AMONG THE MUSES
As city ramparts and castle keeps do, so
civic building make statements – like that Attic,
Victorian temple in central London,
that bastion of imperial grandeur,
the British Museum, built to exhibit
stolen goods, and colonise the Muses,
designed by someone with the surname Smirke,
with the profits from coal, steam, and the Slave Trade.
Along its entire front elevation,
which includes two wings, is a wide, high
arcade whose open side is supported by
twenty four fluted Doric columns.
In the arcade, at appropriate
intervals for quiet and privacy,
are surprisingly comfortable wooden seats,
ergonomically and otherwise ideal
for ancients on a hot, humid, windless day
in late August London – while family
join the flocks, hordes of visitors to see
mummy cloths, and fragments of clay tablets.
The seat we have is probably the best
in the city. Across the courtyard
through the railings are plane trees in full leaf,
and red double decker buses and black cabs
jammed on Great Russell Street – which, like all
the streets and squares in the neighbourhood,
is named for an English aristocrat.
We observe the queue at the main gate –
multi-cultural, multi-ethnic, like London
with its more than three hundred languages,
a rich, ironic legacy of Empire.
The Museum – from the Greek mouseion,
‘seat of the Muses’ – is dressed in Portland Stone
quarried by convicts from Portland gaol Dorset.

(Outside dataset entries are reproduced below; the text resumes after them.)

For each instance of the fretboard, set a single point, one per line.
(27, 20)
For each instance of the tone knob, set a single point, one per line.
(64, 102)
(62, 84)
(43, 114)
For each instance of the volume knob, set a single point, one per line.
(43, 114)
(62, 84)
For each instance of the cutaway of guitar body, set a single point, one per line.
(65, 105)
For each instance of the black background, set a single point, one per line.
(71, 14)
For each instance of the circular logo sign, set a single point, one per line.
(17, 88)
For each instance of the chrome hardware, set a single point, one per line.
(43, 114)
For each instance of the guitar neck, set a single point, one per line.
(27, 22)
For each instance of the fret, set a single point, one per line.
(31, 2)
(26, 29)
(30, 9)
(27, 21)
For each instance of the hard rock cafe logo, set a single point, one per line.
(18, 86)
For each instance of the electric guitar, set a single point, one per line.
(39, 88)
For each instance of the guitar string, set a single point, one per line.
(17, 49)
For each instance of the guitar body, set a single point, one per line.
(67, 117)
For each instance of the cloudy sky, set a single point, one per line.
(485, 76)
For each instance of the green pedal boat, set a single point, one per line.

There is no muse of architecture, nor
of prisoners or slaves, so I shall invoke
Clio, the muse of History, with her
open book and her clock!
David Alexander
November 28, 2025David, You have reminded me of the time when I rented a beautiful building at 30 Museum Street for ten years from 1979. It is all quite different now of course, mostly cafés, smart galleries, souvenir shops and very expensive clothes shops. Back then, opposite our building were three publishers, Sidgwick & Jackson and Allen & Unwin (both then independent) and a branch of the old Dutch publisher EJ Brill. On the corner of Gilbert Place was Luigi’s always busy steam-filled café which he ran with his two brothers, and where you could buy a slap-up lunch for £3, entertainment by Luigi inclusive.
Together with a colleague, I had just left Mitchell Beazley, a Soho based publisher, and had opened a photographic agency and started publishing illustrated books. Later, we opened London’s first commercial photographic gallery. We had rented the whole building for just £12,000 a year, with no bank or personal guarantees required, just the first quarter’s payment up front. I can’t imagine how one could achieve that now, for a building just 100 yards from the British Museum.
Our Landlord, whose urbane agent came each quarter to collect the rent and to share a cup of coffee, was Unigate Dairies of Trowbridge in Wiltshire who owned a number of the buildings in the area, including one of the early Pizza Express restaurants on the corner of Coptic Street and the former dairy which had been converted into an artist’s studio by Howard Hodgkin and next door John Frieda the hairstylist had opened his office. The street, undivided and not pedestrianised back then, had the feeling of a village, and we knew many of our neighbours, and some from around the corner in Great Russell Street whom we would often meet in the small sandwich bar down the street.
I imagine it was because I was so busy, and still commuting daily from Bath, that in all the years that I worked there, I never actually found time to visit The British Museum!